ALTREFs are non-displayable pictures that are used as reference for other pictures. They are usually constructed using several source frames but can hold any type of information useful for compression and the given use-case. In the current version of SVT-AV1, temporal filtering of adjacent video frames is used to construct some of the ALTREF pictures. The resulting temporally filtered pictures will be encoded in place of or in addition to the original source pictures. This methodology is especially useful for source pictures that contain a high level of noise since the temporal filtering process produces reference pictures with reduced noise level.

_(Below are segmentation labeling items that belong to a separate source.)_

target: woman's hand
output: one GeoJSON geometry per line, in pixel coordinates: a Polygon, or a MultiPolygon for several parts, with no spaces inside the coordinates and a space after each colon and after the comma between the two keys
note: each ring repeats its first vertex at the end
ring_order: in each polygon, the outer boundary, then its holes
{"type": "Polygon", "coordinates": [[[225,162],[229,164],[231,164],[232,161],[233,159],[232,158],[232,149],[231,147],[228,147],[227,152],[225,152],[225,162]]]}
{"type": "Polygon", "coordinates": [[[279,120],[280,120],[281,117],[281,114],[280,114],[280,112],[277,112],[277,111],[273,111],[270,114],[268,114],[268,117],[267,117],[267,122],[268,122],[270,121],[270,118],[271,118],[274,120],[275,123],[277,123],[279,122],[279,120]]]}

Temporal filtering is currently applied to the base layer picture and can also be applied to layer 1 pictures of each mini-GOP (e.g. source frame positions 16 and 8 respectively in a mini-GOP in a 5-layer hierarchical prediction structure). In addition, filtering of the key-frames and intra-only frames is also supported.
The diagram in Figure 1 illustrates the use of five adjacent pictures: Two past, two future and one central picture, in order to produce a single filtered picture. Motion estimation is applied between the central picture and each future or past pictures generating multiple motion-compensated predictions. These are then combined using adaptive weighting (filtering) to produce the final noise-reduced picture.
Fig. 1. Example of motion estimation for temporal filtering in a temporal window consisting of 5 adjacent pictures
Since temporal filtering makes use of a number of adjacent frames, the Look Ahead Distance (lad_mg_pictures) needs to be incremented by the number of future frames used for ALTREF temporal filtering. When applying temporal filtering to ALTREF pictures, an Overlay picture might be necessary. This Overlay picture corresponds to the same original source picture but uses only the temporally filtered version of the source picture as a reference to reconstruct the original picture.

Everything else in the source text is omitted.